On the Integration of Physically Unclonable Functions into ARM TrustZone Security Technology

As Internet of Things (IoT) devices are increasingly used in industry and become further integrated into our daily lives the security of such devices is of paramount concern. Ensuring that the large amount of information that these devices collect is protected and only accessible to authenticated users is a critical requirement of the industry. One potentially inexpensive way to improve device security utilises a Physically Unclonable Function (PUF) to generate a unique random response per device. This random response can be generated in such a way that it can be regenerated reliably and repeatably allowing the response to be considered a signature for each device. This signature could then be used for authentication or key generation purposes, improving trust in IoT devices. The advantage of a PUF based system is that the response does not need to be stored in nonvolatile memory as it is regenerated on demand, hardening the system against physical attacks. With SoC FPGAs being inexpensive and widely available there is potential for their use in both industrial and consumer applications as an additional layer of hardware security. In this paper we investigate and implement a Trusted Execution Environment (TEE) based around a PUF solely implemented in the FPGA fabric on a Xilinx Zynq-7000 SoC FPGA. The PUF response is used to seed a generic entropy maximisation function or Pseudorandom Number Generator (PRNG) with a system controller capable of encrypting data to be useful only to the device.
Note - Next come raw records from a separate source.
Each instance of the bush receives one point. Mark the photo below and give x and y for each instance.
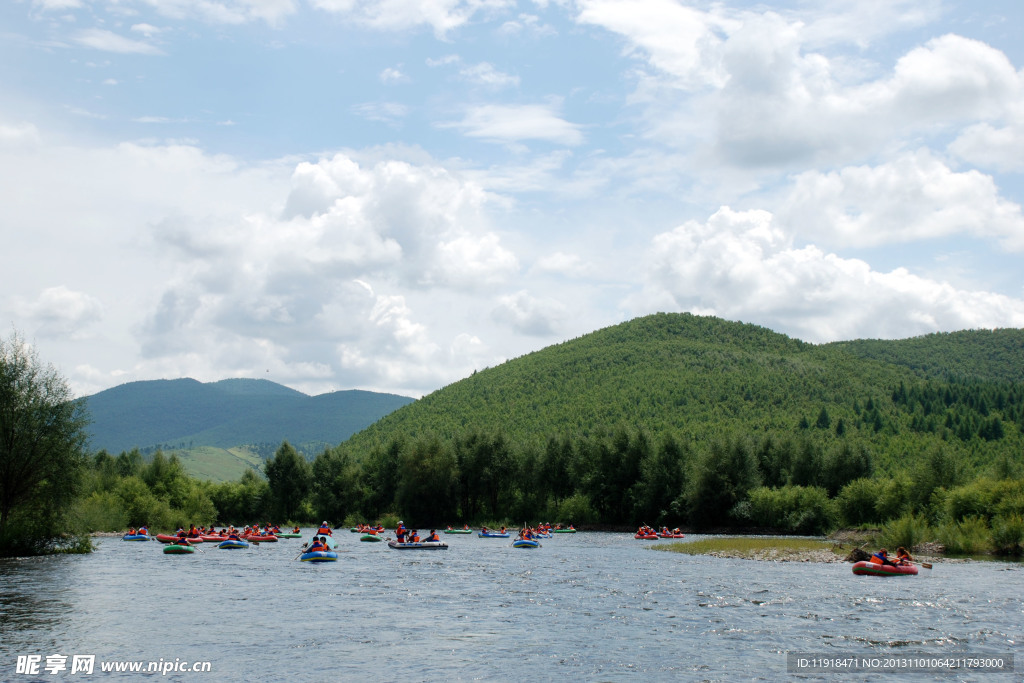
(907, 530)
(797, 509)
(574, 510)
(1008, 535)
(893, 497)
(855, 503)
(99, 512)
(969, 537)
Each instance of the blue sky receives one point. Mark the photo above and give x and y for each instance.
(390, 195)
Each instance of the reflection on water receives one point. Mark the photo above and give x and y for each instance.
(585, 606)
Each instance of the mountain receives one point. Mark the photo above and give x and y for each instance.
(699, 378)
(187, 414)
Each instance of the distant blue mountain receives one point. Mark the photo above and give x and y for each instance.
(187, 414)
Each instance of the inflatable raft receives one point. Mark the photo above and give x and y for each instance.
(175, 549)
(320, 556)
(876, 569)
(167, 538)
(425, 545)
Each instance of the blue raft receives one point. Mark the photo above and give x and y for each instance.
(320, 556)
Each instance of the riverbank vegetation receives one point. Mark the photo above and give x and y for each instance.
(669, 420)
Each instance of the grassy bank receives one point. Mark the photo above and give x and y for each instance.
(775, 549)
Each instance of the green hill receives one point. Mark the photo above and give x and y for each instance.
(699, 377)
(185, 414)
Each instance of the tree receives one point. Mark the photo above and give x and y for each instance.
(289, 475)
(42, 441)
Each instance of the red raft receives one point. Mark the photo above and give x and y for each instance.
(877, 569)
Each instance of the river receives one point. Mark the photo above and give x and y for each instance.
(587, 606)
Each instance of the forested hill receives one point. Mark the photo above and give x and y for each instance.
(990, 355)
(699, 377)
(186, 414)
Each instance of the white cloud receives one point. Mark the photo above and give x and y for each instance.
(528, 314)
(60, 311)
(100, 39)
(986, 145)
(273, 12)
(392, 75)
(385, 112)
(441, 15)
(513, 123)
(739, 265)
(914, 198)
(485, 74)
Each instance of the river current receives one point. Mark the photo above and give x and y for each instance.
(589, 606)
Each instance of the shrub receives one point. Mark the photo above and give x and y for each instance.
(907, 530)
(574, 510)
(797, 509)
(969, 537)
(855, 503)
(1008, 535)
(101, 511)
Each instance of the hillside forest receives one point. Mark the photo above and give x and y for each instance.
(668, 420)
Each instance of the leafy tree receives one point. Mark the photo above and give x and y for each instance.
(336, 488)
(288, 475)
(42, 436)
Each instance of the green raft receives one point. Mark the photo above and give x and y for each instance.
(175, 549)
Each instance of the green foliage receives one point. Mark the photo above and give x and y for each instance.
(42, 438)
(428, 484)
(970, 537)
(798, 509)
(101, 511)
(907, 530)
(337, 493)
(576, 509)
(289, 476)
(722, 476)
(184, 414)
(856, 503)
(1008, 535)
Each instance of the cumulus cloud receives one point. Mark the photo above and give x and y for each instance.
(60, 311)
(757, 89)
(100, 39)
(740, 265)
(990, 146)
(513, 123)
(441, 15)
(911, 199)
(273, 12)
(528, 314)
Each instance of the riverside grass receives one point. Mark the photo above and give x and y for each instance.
(777, 549)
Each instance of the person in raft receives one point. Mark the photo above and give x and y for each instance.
(882, 557)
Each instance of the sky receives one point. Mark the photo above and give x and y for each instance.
(390, 195)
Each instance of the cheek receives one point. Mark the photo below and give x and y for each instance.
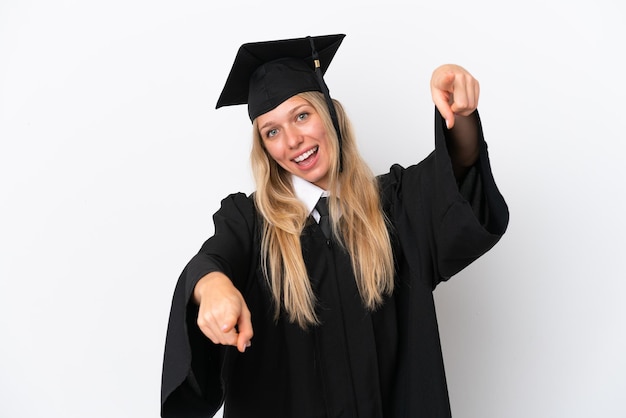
(273, 151)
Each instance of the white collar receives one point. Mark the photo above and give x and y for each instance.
(308, 193)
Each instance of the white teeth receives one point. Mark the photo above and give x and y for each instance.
(306, 155)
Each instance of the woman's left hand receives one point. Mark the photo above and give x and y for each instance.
(455, 92)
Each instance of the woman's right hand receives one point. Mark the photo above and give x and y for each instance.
(223, 315)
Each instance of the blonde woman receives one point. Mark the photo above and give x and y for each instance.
(314, 296)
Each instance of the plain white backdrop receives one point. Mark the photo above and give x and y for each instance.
(113, 159)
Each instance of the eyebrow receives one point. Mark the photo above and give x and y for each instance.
(291, 112)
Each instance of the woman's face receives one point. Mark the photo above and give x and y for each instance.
(294, 136)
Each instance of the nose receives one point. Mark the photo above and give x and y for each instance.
(294, 138)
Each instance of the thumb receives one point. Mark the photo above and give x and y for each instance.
(442, 94)
(244, 326)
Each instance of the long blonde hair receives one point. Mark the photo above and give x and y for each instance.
(361, 228)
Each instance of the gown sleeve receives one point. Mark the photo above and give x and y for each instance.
(436, 217)
(191, 379)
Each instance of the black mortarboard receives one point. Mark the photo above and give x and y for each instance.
(265, 74)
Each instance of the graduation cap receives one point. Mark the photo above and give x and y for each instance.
(265, 74)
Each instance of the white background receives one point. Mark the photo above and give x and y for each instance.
(113, 160)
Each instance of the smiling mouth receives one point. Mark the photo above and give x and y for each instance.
(305, 155)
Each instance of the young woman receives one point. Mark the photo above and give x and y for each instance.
(294, 310)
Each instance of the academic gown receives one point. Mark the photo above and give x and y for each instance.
(357, 363)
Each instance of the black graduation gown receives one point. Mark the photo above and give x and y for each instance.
(357, 363)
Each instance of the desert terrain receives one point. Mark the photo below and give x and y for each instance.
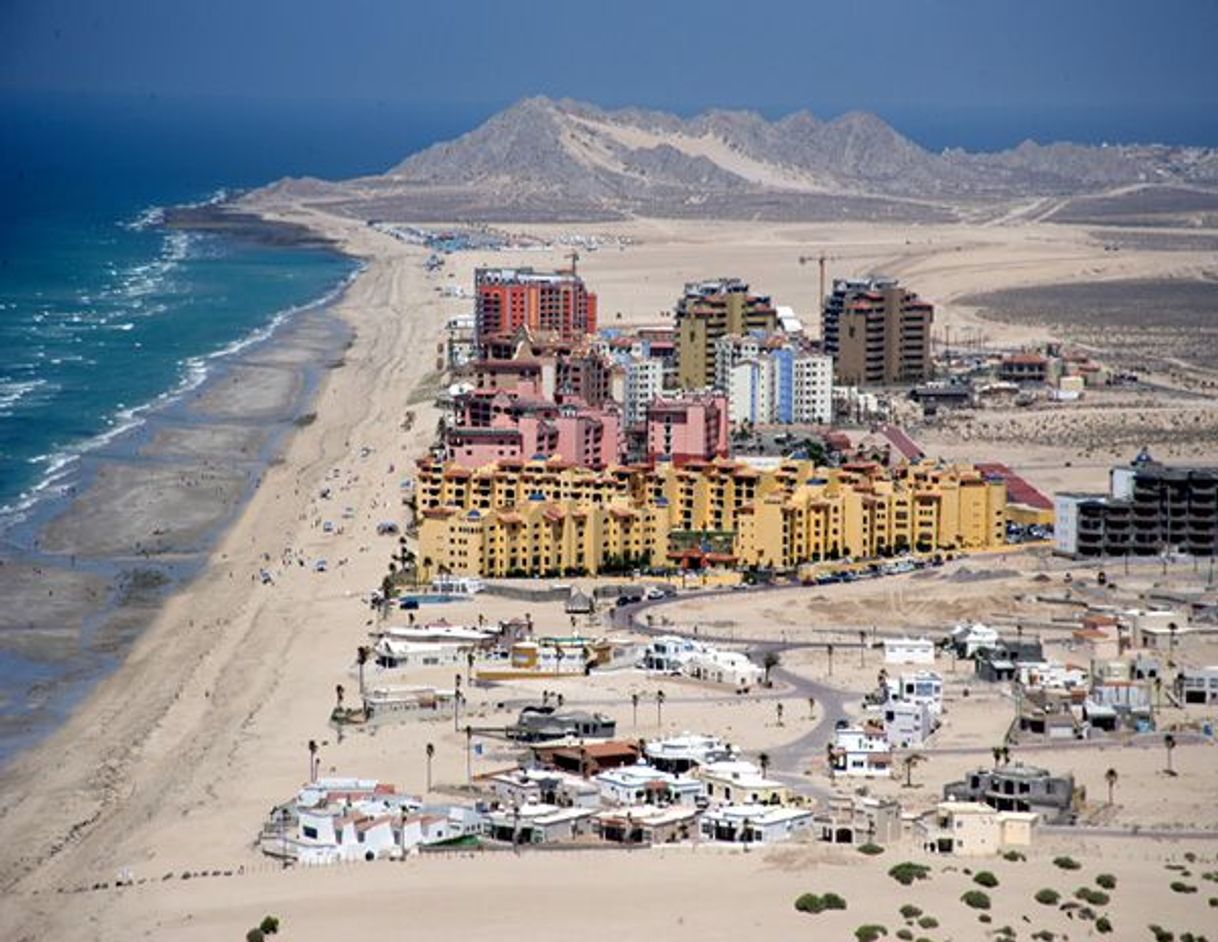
(172, 764)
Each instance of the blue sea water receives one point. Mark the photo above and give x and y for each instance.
(102, 312)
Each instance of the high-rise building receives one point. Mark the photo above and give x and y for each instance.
(692, 427)
(548, 304)
(772, 382)
(538, 518)
(644, 383)
(877, 332)
(1150, 508)
(708, 311)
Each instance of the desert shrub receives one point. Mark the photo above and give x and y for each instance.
(1095, 897)
(908, 873)
(814, 903)
(976, 899)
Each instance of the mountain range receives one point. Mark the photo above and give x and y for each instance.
(545, 160)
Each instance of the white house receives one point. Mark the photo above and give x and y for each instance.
(537, 824)
(970, 639)
(668, 653)
(742, 782)
(754, 823)
(909, 651)
(686, 752)
(724, 667)
(920, 686)
(644, 785)
(358, 819)
(906, 724)
(396, 655)
(861, 752)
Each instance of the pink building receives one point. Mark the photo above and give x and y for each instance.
(579, 435)
(692, 427)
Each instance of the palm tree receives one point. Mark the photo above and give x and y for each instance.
(770, 661)
(908, 763)
(361, 659)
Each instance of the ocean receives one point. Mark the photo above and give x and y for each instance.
(109, 321)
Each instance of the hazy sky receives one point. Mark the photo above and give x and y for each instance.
(771, 55)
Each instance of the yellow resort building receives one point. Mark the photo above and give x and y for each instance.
(549, 518)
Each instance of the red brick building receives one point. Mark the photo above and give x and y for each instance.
(548, 304)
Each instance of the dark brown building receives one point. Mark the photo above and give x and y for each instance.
(877, 332)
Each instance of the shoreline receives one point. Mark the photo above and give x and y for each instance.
(155, 711)
(82, 579)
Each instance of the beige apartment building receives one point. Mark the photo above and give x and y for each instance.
(709, 311)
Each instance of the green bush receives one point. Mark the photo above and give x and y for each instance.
(976, 899)
(814, 903)
(1095, 897)
(908, 873)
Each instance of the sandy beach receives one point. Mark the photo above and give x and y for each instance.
(172, 763)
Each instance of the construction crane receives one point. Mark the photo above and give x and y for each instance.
(820, 260)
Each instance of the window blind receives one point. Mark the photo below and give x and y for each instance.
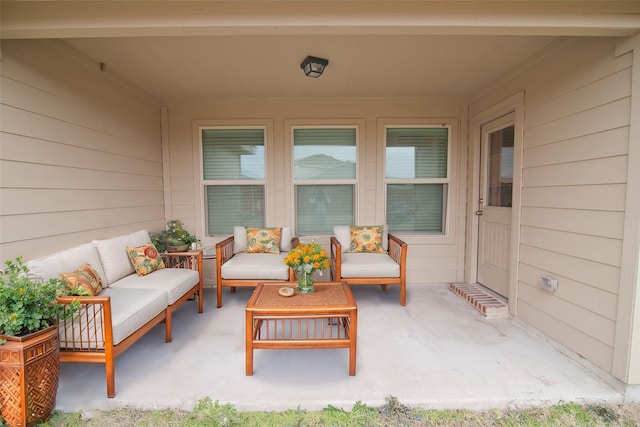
(417, 152)
(234, 154)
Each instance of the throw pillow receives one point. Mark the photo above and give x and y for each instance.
(85, 279)
(239, 239)
(263, 240)
(366, 239)
(145, 259)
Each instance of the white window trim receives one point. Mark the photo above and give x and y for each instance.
(200, 184)
(449, 233)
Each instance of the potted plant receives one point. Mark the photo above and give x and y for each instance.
(29, 345)
(174, 238)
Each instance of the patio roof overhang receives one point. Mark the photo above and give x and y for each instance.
(209, 49)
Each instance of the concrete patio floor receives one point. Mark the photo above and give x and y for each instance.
(437, 352)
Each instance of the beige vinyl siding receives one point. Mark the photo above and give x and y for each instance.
(80, 152)
(577, 104)
(433, 259)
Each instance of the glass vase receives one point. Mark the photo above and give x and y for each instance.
(305, 282)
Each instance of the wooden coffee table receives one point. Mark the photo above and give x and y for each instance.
(326, 318)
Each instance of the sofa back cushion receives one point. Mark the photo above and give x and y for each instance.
(50, 266)
(114, 257)
(84, 279)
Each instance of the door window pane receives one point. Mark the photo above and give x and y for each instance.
(500, 169)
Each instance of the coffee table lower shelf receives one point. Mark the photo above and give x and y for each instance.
(326, 318)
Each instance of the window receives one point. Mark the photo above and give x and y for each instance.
(233, 176)
(417, 178)
(324, 178)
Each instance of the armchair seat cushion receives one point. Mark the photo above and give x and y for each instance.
(256, 266)
(369, 265)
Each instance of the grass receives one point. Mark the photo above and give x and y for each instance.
(392, 413)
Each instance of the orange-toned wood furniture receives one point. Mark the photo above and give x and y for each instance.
(89, 337)
(326, 318)
(365, 268)
(224, 254)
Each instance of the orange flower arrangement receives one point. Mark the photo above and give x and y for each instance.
(307, 258)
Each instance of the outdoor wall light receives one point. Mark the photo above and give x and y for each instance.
(313, 67)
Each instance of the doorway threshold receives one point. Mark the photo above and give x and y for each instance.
(481, 299)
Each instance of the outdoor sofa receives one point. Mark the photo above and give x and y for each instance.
(126, 305)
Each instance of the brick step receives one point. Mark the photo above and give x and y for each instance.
(483, 301)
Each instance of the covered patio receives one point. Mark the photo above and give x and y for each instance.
(437, 352)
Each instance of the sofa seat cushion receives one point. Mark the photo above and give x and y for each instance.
(256, 266)
(369, 265)
(174, 281)
(50, 267)
(130, 309)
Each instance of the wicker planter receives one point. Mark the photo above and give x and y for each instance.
(29, 372)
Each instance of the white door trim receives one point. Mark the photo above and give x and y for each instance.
(515, 104)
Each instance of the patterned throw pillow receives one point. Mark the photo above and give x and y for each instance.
(366, 239)
(85, 279)
(264, 240)
(145, 259)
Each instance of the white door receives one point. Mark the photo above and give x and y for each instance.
(494, 213)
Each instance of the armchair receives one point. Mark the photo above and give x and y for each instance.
(237, 267)
(369, 268)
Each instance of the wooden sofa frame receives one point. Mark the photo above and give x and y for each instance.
(397, 251)
(224, 252)
(96, 311)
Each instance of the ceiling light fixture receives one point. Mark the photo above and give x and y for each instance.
(313, 67)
This system interacts with a software platform running in the ARM TrustZone on the ARM Cortex core in the SoC, which handles requests between user programs and the FPGA. The proposed PUF-based security module can generate unique random keys able to pass all NIST tests and protects against physical attacks on buses and nonvolatile memories. These improvements are achieved at a cost of fewer than half the resources on the Zynq-7000 SoC FPGA.